Arteriovenous malformations/haemangiomas (Figs. 10a–d) normally appear isointense on T1-weighted images, but may have high signal foci due to fat and haemorrhage. They are usually heterogeneously hyperintense on T2-weighted images and foci of low signal may be seen on both T1- and T2-weighted MR images, likely due to phleboliths, flow voids or haemosiderin deposition. Avid serpentine or lattice-like contrast enhancement may be present. MR angiography can be complimentary to standard MR imaging. These patients, who are usually children or young adults, seek medical help due to localised pain or soft-tissue swelling. On examination, arteriovenous malformations/haemangiomas may be tender with normal or bluish overlying skin. Patients may have combined osseous, muscular or subcutaneous infiltration.(18)

Fig. 10

Arteriovenous vascular malformation/haemangioma in the midpalmar space of the right hand in a 52-year-old woman who presented with painless swelling of several months’ duration. (a) Coronal T1-W, turbo spin-echo (TSE); (b) T2-W, TSE, fat-saturated; (c) axial T2-W, TSE, fat-saturated; and (d) axial T1-W, TSE, fat-saturated, contrast-enhanced MR images of the right hand show a lobulated mass superficial to the flexor digitorum superficialis of the ring finger in midpalmar space. The mass is isointense (white arrow in a) on T1-W imaging and hyperintense (white arrow in b) on T2-W imaging with punctate susceptibility artefacts within (arrowheads), likely representing phleboliths or flow voids. (d) There is heterogeneous enhancement (black arrow) on the contrast-enhanced image with serpiginous vessels (black arrows in b & c) on the ulnar aspect of the main lesion.

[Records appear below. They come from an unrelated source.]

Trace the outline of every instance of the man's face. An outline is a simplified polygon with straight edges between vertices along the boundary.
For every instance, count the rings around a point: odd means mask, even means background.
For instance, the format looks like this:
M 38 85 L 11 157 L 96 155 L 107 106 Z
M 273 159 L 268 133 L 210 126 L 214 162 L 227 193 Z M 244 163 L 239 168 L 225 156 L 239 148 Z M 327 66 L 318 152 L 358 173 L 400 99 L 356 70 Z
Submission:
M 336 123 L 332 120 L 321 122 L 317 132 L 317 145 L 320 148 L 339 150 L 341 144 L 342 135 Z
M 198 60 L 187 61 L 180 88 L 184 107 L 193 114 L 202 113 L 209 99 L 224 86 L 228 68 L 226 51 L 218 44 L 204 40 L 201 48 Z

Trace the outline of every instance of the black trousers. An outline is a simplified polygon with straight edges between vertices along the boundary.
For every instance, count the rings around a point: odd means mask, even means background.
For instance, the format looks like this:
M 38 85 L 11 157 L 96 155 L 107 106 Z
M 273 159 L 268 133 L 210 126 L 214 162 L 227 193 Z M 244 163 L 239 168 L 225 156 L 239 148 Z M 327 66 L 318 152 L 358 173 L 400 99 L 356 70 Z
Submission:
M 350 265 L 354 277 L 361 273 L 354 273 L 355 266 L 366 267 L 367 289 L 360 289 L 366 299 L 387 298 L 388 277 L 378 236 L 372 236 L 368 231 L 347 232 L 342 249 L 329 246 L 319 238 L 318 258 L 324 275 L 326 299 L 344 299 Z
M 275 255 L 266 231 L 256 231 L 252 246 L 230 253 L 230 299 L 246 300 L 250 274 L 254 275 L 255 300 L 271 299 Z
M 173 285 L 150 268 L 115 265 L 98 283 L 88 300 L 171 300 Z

Tenosynovitis is inflammation of the synovial membrane, which surrounds the tendon sheath (Figs. 11a–c). The causes of tenosynovitis are infection, mechanical irritation and inflammation. Its clinical features include swelling, pain, surface redness and reduced movement of the hand, depending on the aetiology. On MR imaging, increased fluid within the tendon sheath may be seen, appearing as high signal on T2-weighted images and low-to-intermediate signal on T1-weighted images. Peritendinous thickening and enhancement with surrounding muscle and subcutaneous enhancement can also be noted.

Fig. 11

Tenosynovitis in the palmar space with cellulitis in a 54-year-old woman who presented with painful swelling in her left palm of one week’s duration. (a) Coronal T2-W turbo spin-echo (TSE), fat-saturated; and (b) contrast-enhanced coronal and (c) sagittal T1-W TSE fat-saturated MR images of the left hand. The flexor tendons of the hand from the level of the wrist in the carpal tunnel to the thumb/fingers are thickened and oedematous (white arrow in a). There is significant thickening and enhancement of the tendon sheaths and lumbricals (arrowheads in b & c) on the contrast-enhanced images.

In summary, though lipomas are commonly encountered clinically, deep palmar lipomas are relatively rare. The extent and depth of these deep palmar lipomas can be easily detected and characterised with the use of MR imaging. Understanding neurovascular and tendon relationships through MR imaging can help in surgical planning. Meticulous surgery is curative and provides relief for associated neuropathy.